When a fire breaks out, everybody sees the firefighters rushing to the scene. When an accident happens, witnesses watch as state troopers and EMS arrive to help victims. When a crime happens, police officers and deputies are at the forefront. No one ever sees the ones behind the scenes — the dispatchers.

The radio operators, or dispatchers, are the first to interact with a person calling for help. They gather information, reassure and calm the person calling while at the same time sending the appropriate responders to the scene.

This week, April 8–14, public safety dispatchers are recognized across the nation during National Public Safety Telecommunicators Week. Locally, the ones answering panic calls and sending rescue are being honored and appreciated in a variety of ways.

Bulloch County Public Safety Director Kelly Barnard said in years past, meals were provide for dispatchers, but this year, the gift was something more tangible. Each of the 12 full-time and two part-time operators received a 911 bag, headset bag and keychain.

Air Evac also gifted the radio operators with T-shirts and goody bags, she said. Each shift also had pizza for lunch.

“They do a great job,” Barnard said. “They are first to have contact with citizens during an emergency.”

Dispatchers can save lives, too.

“Sometimes the things they do on the front end make all the difference in the world,” she said.

Bulloch County 911 operators, who handle calls from Bulloch, Evans and Candler counties, handle 88,000 calls a year and have even directed people to perform CPR and deliver babies over the phone.

Other agencies also recognized dispatchers this week with Facebook posts and other gestures. Bulloch County sheriff’s Lt. Greg Collins, who supervises dispatch, said in his 20-plus years as a patrol officer, radio operators “were my lifeline.”

He gave his four full-time dispatchers gift cards, “out of my own pocket, not at taxpayers’ expense,” he said, as a way of thanking them for what they do.

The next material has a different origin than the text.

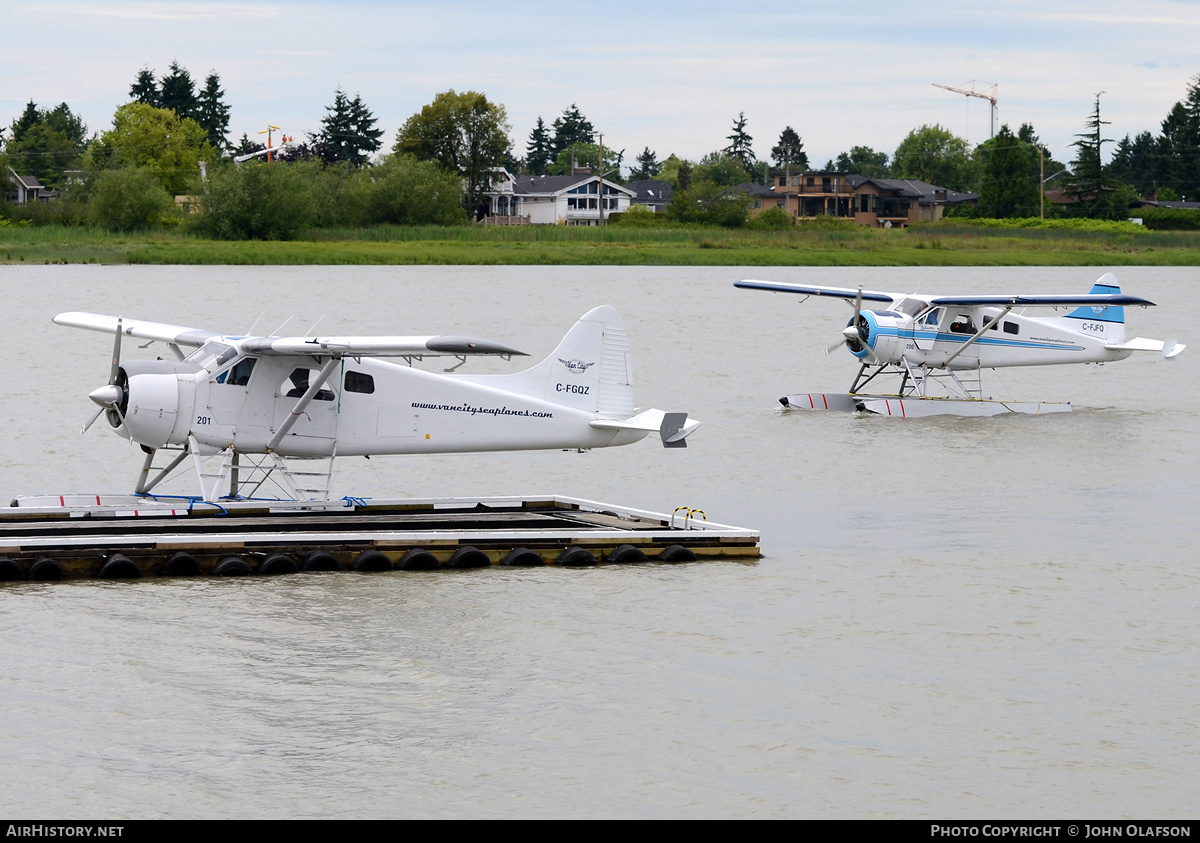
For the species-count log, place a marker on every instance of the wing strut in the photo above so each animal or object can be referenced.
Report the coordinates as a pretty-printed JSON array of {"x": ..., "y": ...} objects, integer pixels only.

The four full-time operators are assisted by cross-trained jailers and other employees who man the radio in times of heavy calls or in case a dispatcher is sick.

“It is hard to process how much they multi-task every day,” he said. “They don’t get the recognition they deserve. They are the unsung heroes behind the scene, the glue that holds it all together.”

Statesboro police dispatchers experienced a solemn week after a fellow officer was killed in a murder-suicide on Easter Sunday, but like all dispatchers, they were on task, even when the news coming in on the phone hits a personal level.

Regardless of the call or whether it involves someone close to a dispatcher, they must place public safety and the well-being of their officers on the street first.

“Our communications officers are often the first person to have contact with citizens during very stressful times and are often required to deal with very difficult situations,” said Statesboro police Deputy Chief Rob Bryan.

“Anyone who has ever called to request police assistance understands how important it is to have someone calm and professional on the other end of phone,” he said. “The communications officers of the Statesboro Police Department are hard-working and dedicated professionals that play an integral role in ensuring the safety of the public and our officers."